The Trail of Diaspora
So, with the tribe’s sacred center destroyed, and other Wiyot villages along the Eel river similarly butchered, the last remaining 200 Wiyot (down from 2,000 just a year earlier[7]) were scattered to various reservations and military forts, where half of the remaining population died of disease, slavery, and ill treatment. A church group, in the early 1900s, purchased a single 20-acre parcel of land for homeless Wiyot, which was given reservation status by the federal government in 1908 (part of the 1906 treaty renegotiations), and held in “trust” for what was then the last remaining 100 members of the Wiyot people.
But in 1958, the Rancheria “Termination”[8] Act dismantled tribal status in California, effectively heading off any further claims to native lands. As far as the official records were concerned, Native Americans (or American Indians, as many prefer to be called) no longer existed, and you cannot claim land when you do not exist. As tribal elder Cheryl Seidner, granddaughter of the famous infant survivor of the Indian Island massacre, recounts, “at the stroke of a pen, my people were made extinct, but we were not dead.”[9]

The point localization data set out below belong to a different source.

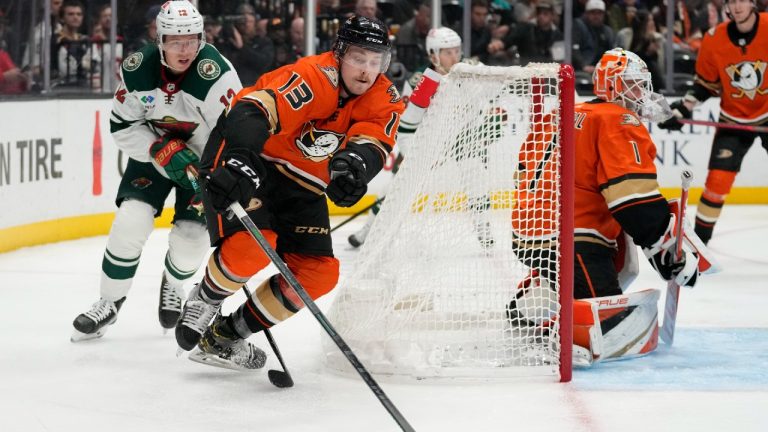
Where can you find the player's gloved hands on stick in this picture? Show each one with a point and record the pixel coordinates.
(679, 111)
(661, 255)
(236, 180)
(176, 158)
(348, 182)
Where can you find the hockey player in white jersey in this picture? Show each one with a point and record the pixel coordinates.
(170, 98)
(444, 49)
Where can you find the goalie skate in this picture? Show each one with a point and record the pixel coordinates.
(220, 347)
(94, 323)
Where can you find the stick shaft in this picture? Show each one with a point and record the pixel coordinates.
(673, 288)
(735, 126)
(319, 316)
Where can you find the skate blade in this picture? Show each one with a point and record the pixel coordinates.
(78, 336)
(201, 357)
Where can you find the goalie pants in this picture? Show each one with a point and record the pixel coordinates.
(595, 273)
(728, 150)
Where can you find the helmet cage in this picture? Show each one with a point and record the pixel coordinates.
(440, 38)
(622, 77)
(368, 34)
(179, 18)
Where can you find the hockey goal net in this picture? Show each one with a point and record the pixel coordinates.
(429, 294)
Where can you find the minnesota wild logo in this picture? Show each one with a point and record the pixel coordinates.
(133, 61)
(208, 69)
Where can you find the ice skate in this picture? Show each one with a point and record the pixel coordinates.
(169, 308)
(94, 323)
(194, 319)
(221, 347)
(358, 238)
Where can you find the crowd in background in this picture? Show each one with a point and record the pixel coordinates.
(260, 35)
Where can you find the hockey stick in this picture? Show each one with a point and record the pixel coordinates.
(278, 378)
(351, 218)
(735, 126)
(673, 288)
(319, 316)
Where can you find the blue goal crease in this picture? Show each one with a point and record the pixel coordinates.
(701, 359)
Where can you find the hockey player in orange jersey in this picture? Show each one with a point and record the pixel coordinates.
(616, 193)
(322, 126)
(731, 64)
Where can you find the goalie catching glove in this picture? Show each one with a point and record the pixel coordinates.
(173, 155)
(661, 255)
(679, 111)
(235, 180)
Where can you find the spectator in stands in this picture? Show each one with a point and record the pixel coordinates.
(367, 8)
(12, 80)
(72, 53)
(535, 42)
(591, 37)
(101, 63)
(150, 30)
(410, 42)
(484, 44)
(33, 54)
(643, 39)
(620, 14)
(212, 28)
(251, 52)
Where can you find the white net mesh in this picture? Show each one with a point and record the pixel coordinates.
(431, 290)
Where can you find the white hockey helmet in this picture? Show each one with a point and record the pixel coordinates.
(442, 37)
(622, 77)
(179, 17)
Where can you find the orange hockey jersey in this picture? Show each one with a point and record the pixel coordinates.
(615, 186)
(737, 74)
(309, 122)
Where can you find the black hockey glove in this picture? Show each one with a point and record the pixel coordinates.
(236, 180)
(679, 111)
(348, 178)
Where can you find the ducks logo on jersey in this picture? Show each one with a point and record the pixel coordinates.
(317, 144)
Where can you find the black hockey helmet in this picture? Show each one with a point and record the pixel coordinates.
(367, 33)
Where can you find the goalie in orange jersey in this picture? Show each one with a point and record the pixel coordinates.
(322, 126)
(617, 205)
(731, 64)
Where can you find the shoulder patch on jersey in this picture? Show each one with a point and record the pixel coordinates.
(133, 61)
(208, 69)
(394, 94)
(629, 119)
(332, 73)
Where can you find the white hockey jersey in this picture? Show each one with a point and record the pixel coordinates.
(150, 102)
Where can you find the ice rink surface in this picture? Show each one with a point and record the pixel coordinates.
(715, 377)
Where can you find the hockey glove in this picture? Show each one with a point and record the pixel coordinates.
(348, 178)
(679, 111)
(173, 155)
(236, 180)
(425, 88)
(661, 255)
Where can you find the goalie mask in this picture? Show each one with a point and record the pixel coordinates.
(367, 33)
(178, 17)
(438, 39)
(623, 78)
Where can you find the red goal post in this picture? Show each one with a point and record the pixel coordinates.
(440, 287)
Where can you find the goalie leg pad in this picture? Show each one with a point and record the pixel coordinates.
(616, 327)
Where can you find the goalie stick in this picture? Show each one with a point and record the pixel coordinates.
(363, 210)
(250, 226)
(673, 288)
(735, 126)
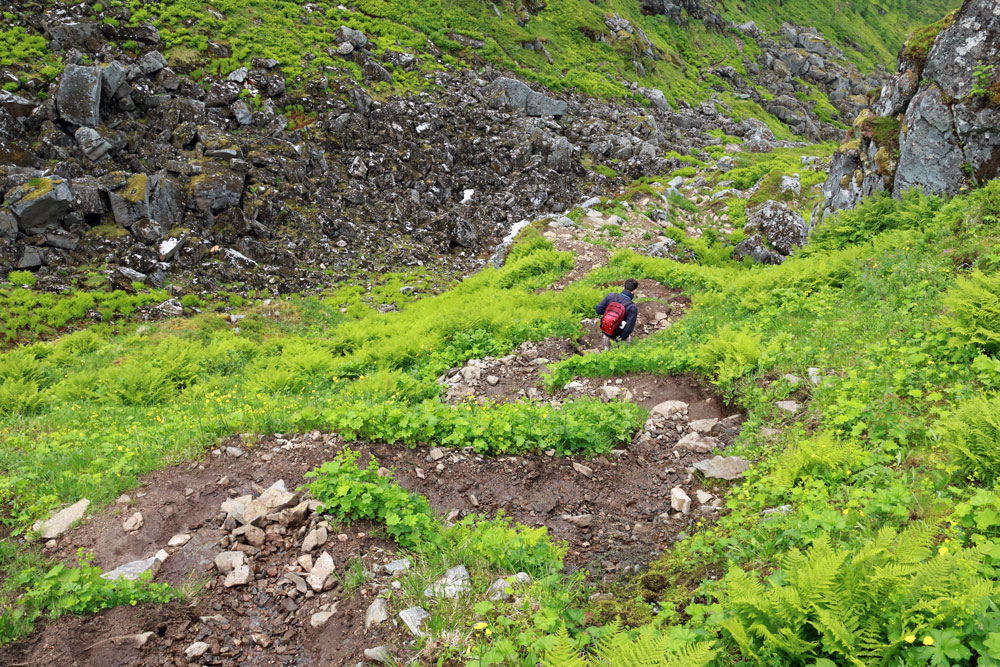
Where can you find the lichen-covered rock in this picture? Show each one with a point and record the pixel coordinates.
(754, 248)
(929, 154)
(129, 204)
(217, 189)
(40, 202)
(783, 228)
(79, 97)
(972, 41)
(513, 95)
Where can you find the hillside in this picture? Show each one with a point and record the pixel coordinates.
(328, 387)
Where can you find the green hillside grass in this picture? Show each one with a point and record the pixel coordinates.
(884, 479)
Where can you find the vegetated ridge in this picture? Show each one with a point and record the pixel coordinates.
(794, 463)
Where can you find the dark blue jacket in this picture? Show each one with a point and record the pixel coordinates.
(631, 312)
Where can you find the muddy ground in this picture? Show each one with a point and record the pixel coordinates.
(614, 512)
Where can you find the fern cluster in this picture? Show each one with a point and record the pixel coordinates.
(644, 647)
(820, 456)
(855, 607)
(974, 311)
(728, 355)
(972, 436)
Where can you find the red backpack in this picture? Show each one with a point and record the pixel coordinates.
(613, 318)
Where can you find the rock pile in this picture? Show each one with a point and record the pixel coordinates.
(935, 124)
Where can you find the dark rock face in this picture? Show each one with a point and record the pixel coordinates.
(37, 205)
(929, 155)
(783, 228)
(935, 125)
(754, 248)
(79, 98)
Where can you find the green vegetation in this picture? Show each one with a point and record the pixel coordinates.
(31, 314)
(918, 44)
(51, 591)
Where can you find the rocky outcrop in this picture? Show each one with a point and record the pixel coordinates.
(935, 124)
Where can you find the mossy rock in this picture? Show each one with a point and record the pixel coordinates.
(108, 231)
(39, 187)
(134, 191)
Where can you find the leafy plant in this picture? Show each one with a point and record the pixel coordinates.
(350, 492)
(972, 437)
(624, 648)
(855, 607)
(63, 590)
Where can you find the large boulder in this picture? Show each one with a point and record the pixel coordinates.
(15, 105)
(40, 202)
(929, 154)
(936, 124)
(79, 97)
(513, 95)
(972, 41)
(216, 189)
(754, 248)
(783, 228)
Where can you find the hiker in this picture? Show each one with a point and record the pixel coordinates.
(618, 313)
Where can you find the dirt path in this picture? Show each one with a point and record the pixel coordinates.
(614, 512)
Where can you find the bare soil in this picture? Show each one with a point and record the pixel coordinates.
(614, 513)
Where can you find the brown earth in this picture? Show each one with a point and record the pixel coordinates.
(613, 512)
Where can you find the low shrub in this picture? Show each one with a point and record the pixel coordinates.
(973, 305)
(971, 435)
(350, 492)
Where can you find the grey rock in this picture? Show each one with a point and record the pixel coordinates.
(31, 258)
(60, 522)
(238, 75)
(8, 225)
(381, 654)
(132, 571)
(320, 577)
(79, 96)
(15, 105)
(783, 228)
(356, 38)
(414, 618)
(679, 500)
(972, 40)
(656, 98)
(195, 650)
(498, 589)
(978, 128)
(929, 155)
(93, 145)
(513, 95)
(41, 204)
(165, 201)
(241, 113)
(723, 467)
(217, 189)
(152, 62)
(112, 78)
(698, 442)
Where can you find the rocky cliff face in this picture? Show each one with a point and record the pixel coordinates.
(936, 123)
(163, 174)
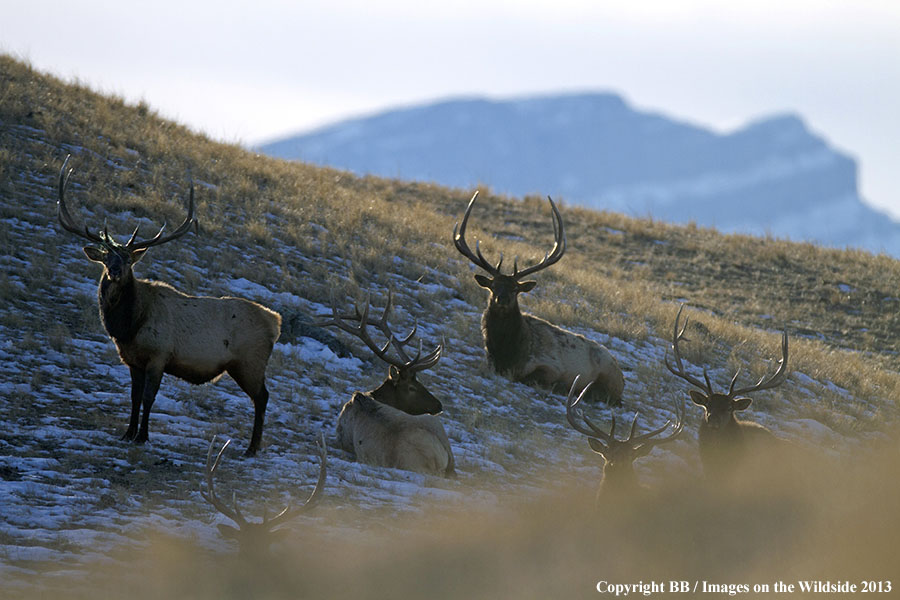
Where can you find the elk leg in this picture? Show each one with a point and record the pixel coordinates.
(260, 401)
(137, 390)
(152, 379)
(255, 387)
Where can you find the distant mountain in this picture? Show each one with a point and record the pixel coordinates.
(772, 176)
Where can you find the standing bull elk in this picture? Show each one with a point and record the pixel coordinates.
(618, 476)
(725, 440)
(395, 425)
(158, 329)
(527, 348)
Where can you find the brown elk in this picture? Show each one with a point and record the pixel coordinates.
(618, 476)
(158, 329)
(725, 440)
(254, 538)
(527, 348)
(393, 425)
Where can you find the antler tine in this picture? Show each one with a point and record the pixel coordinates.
(676, 430)
(428, 361)
(459, 240)
(336, 319)
(62, 210)
(680, 371)
(315, 495)
(158, 239)
(210, 495)
(775, 380)
(574, 413)
(559, 245)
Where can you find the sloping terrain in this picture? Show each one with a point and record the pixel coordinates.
(294, 236)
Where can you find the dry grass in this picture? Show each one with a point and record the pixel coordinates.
(769, 527)
(621, 275)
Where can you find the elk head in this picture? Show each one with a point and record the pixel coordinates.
(719, 408)
(505, 289)
(117, 259)
(618, 454)
(401, 389)
(254, 538)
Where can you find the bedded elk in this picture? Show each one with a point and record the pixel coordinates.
(527, 348)
(393, 425)
(725, 440)
(618, 476)
(158, 329)
(254, 538)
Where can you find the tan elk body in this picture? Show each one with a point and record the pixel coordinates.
(383, 436)
(159, 330)
(527, 348)
(724, 440)
(396, 424)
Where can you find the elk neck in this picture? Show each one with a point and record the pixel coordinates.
(618, 478)
(119, 307)
(504, 335)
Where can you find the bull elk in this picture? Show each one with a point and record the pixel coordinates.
(254, 538)
(618, 476)
(158, 329)
(395, 425)
(527, 348)
(724, 439)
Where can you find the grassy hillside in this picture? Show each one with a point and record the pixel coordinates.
(293, 236)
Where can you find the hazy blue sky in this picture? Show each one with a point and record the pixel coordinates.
(247, 72)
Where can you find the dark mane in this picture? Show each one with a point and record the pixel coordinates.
(118, 314)
(504, 338)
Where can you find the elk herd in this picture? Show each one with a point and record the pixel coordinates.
(159, 330)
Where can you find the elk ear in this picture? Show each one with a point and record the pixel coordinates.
(94, 254)
(526, 286)
(137, 255)
(642, 450)
(228, 532)
(741, 403)
(484, 281)
(278, 535)
(698, 398)
(597, 446)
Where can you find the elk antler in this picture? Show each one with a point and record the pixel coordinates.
(411, 365)
(775, 380)
(680, 372)
(556, 253)
(574, 413)
(233, 512)
(65, 219)
(62, 211)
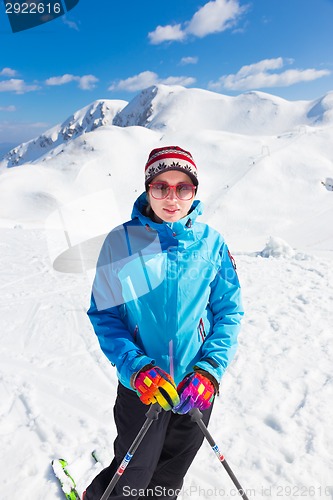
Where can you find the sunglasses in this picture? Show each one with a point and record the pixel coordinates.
(183, 190)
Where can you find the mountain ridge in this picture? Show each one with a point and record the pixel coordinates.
(161, 107)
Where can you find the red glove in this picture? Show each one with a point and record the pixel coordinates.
(154, 385)
(195, 391)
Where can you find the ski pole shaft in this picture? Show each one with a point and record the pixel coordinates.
(152, 414)
(196, 416)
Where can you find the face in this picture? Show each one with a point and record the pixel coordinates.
(171, 208)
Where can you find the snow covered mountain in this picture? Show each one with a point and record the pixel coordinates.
(265, 163)
(87, 119)
(266, 178)
(165, 107)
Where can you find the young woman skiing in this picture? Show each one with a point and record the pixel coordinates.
(166, 309)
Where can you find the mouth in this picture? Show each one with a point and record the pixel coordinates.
(171, 211)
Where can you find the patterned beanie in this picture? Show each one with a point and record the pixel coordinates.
(170, 158)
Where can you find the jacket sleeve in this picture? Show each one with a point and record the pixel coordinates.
(219, 347)
(115, 340)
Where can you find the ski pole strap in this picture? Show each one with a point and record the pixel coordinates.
(152, 414)
(196, 416)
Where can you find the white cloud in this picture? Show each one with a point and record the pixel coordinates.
(70, 24)
(185, 81)
(8, 108)
(188, 60)
(137, 82)
(147, 79)
(166, 33)
(215, 16)
(261, 75)
(17, 86)
(86, 82)
(60, 80)
(8, 72)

The tribe filed an unlawful termination lawsuit against the Federal Government in 1975, starting an uphill battle that continues to the present day, as Wiyot descendants, along with descendants of “extinct”[10] Native American tribes all over California, struggled and still struggle for recognition—and then struggle again for rights to ancestral lands that hold remains of their culture and of their ancestors themselves. The Wiyot tribe would finally be legally reborn in 1990 with federal recognition and trust status reinstated, yet it would be another eleven years before the tribe would see their first glimmer of hope in reacquiring Duluwat Island.
Elusive Justice
The Tuluwat settlement on Duluwat Island was home to a thousand-year-old, six-acre clamshell mound (midden) containing the layered cultural history and ancestral remains of the Wiyot people. In the 130 years following the 1860 massacre, the island was diked, drained, and rechanneled first for agriculture and dairy land, then from 1870-1990 as a dry dock for ship repair. The dredging and rechanneling of the salt marsh and bay surrounding the island caused irreparable erosion to the shell mound.[11] A century and a half of un-policed grave robbing has further depleted the wealth of sacred history from the Wiyot’s most holy and sacred site.[12] Add to this the fact that those responsible for the massacre (though known by name and by previous incidents[13]) were never formally accused nor tried for their crimes, and the injustices continue to multiply.
On the flip side of the coin, California’s history as a state is over 160 years old. Land acquisition, sale, purchase, and inheritance have now covered over six generations since the first European settlers of the state made their claims. Samoa Bridge, an integral part of State route 255 completed in 1971, now bisects what today is simply known as “Indian Island,” connecting the Samoa peninsula, Duluwat Island, and Eureka on the mainland. So while it is clear that justice has been denied to the Wiyot people, the question that lies before the millions of Californians both past and present who lay claim to this land is: what does justice look like 150 years after the “Indian Island Massacre”?